• Thursday, April 25, 2024
businessday logo

BusinessDay

Harmful product packaging threaten Nigeria’s environmental sustainability

plastic bags and bottles waste

The increasing population of small businesses, entrepreneurs, and other firms involved in production are flooding the Nigerian market with good products but using packaging materials that are environmentally harmful.

From the food stores to clothes and drinks, most businesses package products in plastic bags and bottles which are eventually thrown away creating a heap of garbage, causing pollution.

One major factor that leads to poor waste management in Nigeria is the use of single-use plastic products and packaging materials. From plastic in waterways causing flooding to the harmful effect on human health, the environmental impact of unsafe packaging is enormous.

While SMEs and entrepreneurs play an important role in economic growth, awareness regarding environmentally friendly packaging is becoming crucial.

“We need to rethink our business models. As we are encouraging SMEs and entrepreneurs, we need to educate them to understand the effect of their products and businesses on the environment,” said Afolasade Nubi, an Environmental Engineer at the University of Lagos said in a recent BusinessDay DISWASTE 2021 conference.

According to the Nigeria Bureau of Statistics, small and medium scale enterprises (SMEs) in Nigeria have contributed about 48 percent of the national GDP in the last five years.
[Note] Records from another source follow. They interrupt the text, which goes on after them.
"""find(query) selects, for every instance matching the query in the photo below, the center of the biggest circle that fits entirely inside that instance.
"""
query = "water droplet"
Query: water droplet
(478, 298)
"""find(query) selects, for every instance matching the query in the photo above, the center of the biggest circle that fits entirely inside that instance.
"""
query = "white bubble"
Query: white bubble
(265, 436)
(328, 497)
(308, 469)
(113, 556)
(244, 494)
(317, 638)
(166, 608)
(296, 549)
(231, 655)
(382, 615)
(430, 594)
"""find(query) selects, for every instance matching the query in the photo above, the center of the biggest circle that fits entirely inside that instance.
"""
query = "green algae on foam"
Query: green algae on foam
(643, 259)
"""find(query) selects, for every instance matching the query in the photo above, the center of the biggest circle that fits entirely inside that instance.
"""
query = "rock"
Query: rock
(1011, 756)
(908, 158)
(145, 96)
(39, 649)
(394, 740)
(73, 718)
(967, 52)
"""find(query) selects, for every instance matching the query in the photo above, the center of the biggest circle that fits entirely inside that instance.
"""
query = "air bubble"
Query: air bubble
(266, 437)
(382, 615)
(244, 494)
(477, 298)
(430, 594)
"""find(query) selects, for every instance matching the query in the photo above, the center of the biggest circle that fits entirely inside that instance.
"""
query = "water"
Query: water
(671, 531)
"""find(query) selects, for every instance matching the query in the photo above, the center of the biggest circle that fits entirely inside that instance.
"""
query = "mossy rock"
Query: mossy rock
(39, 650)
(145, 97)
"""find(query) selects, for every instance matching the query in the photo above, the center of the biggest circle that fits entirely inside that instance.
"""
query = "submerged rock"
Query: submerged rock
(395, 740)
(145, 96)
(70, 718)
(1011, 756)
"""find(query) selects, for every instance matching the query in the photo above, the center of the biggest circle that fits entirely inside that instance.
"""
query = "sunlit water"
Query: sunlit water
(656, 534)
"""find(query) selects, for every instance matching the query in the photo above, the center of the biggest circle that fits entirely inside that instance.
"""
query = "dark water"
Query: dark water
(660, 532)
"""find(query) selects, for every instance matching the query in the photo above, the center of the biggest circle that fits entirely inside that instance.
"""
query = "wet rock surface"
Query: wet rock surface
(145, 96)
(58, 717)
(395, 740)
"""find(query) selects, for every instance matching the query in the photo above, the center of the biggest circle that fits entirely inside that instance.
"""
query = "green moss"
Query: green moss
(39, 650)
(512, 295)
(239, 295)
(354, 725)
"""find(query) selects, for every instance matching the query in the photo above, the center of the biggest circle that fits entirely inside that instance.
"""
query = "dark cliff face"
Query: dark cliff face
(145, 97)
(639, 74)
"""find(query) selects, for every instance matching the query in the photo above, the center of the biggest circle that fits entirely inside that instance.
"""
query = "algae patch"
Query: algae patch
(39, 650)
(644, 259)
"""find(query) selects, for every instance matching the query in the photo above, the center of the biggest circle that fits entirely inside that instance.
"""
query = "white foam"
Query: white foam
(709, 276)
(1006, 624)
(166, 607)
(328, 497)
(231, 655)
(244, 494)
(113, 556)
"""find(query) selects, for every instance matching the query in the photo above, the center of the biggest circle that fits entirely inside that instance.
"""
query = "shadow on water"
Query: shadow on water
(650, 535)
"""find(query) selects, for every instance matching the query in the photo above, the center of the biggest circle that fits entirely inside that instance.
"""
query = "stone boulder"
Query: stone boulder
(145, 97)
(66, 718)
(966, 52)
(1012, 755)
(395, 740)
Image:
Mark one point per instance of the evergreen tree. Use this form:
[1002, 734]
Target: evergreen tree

With a total number of about 17.4 million, they account for about 50 percent of industrial jobs and nearly 90 percent of the manufacturing sector, in terms of the number of enterprises.

However, it has also been estimated that Nigeria will be the nation producing the largest amount of mismanaged plastic waste in Africa by 2025 if drastic measures are not taken.

According to the Federal Ministry of the Environment, Nigeria generates some 32 million tonnes of waste per year, of which 2.5 million tonnes is plastic waste most of which (70%) ends up in landfills, sewers, beaches, and water bodies.

The World Bank also estimates that Nigeria discharges around 200,000 tonnes of plastic waste into the ocean per year, while its annual plastics production is projected to grow to 523,000 tonnes by 2022.

While there have been efforts to recycle plastics in recent times, Nigeria must look towards solving the problem from the source.

“It is good to recycle but it is even greater to solve the problem from the source whereby SMEs businesses understand how to come up with better sustainable products through right packaging,” Nubi said.

Although plastic bags are used across many countries of the world its use and circulation have grave consequences on the ecosystem.

The harmful impacts occur because plastic bags could not bio-degrade which means they do not break down completely, it takes 500-1000 years for a single plastic bag to degrade.

According to the Centre for International Environmental Law (CIEL), plastic is a human health crisis hiding in plain sight.

The devastating element of this pollution is that plastics getting into the ocean could take a thousand years to decay. As a result, fish and wildlife consume them and consequently, the toxins from the plastics enter the food chain, threatening human health.

Plastic waste does not only pollute our oceans. Burning plastics in incinerators causes toxic air emissions, leaving people who live close to the incinerators to bear the brunt.

The Nigerian government has made various interventions to reduce plastic waste pollution.

In 2012, the Lagos State Waste Management Authority (LAWMA) introduced a plastic bag buy-back program to encourage the sale of used plastic bags to a state agency for recycling rather than discarding them like trash.

In 2016, the Lagos State Waterways Authority (LASWA) also launched the “Caring for our Waterways” campaign to educate Lagos residents on the dangers posed by plastic bags and other solid wastes to state waterways.

Despite these interventions and plastic bags continue to litter streets and clog drains show how little these initiatives have achieved an indication that the pollution needs to be addressed from the point of production.

Countries around the world are making the move to ban plastic use and others creating laws ensuring limited use.

According to SafariBrookings, the largest online marketplace for African safari tours, Sixteen African countries have taxed or banned disposable plastic bags, including Tanzania, Botswana, Uganda, Mauritania, and Morocco.

Kenya’s ban on plastics was legislated in 2017, and it is the strictest in the world. The penalties allow for up to four years in prison for producing or even using plastic bags.

Nigeria has also made its move to ban single-use plastic bags as the National Assembly and the Federal Ministry of Environment say they are working on a bill meant to prohibit the production of plastics but it is yet to be passed into law.

Nubi further explained that small businesses must begin to look for alternatives to plastic bags such as the use of paper bags in product packaging.

She also recommended the Return Deposit Scheme for plastic bottles. Deposit return schemes work by adding a small extra deposit on the price of drinks sold in plastic and glass bottles and cans, which the consumer gets back once they’ve returned the container for recycling.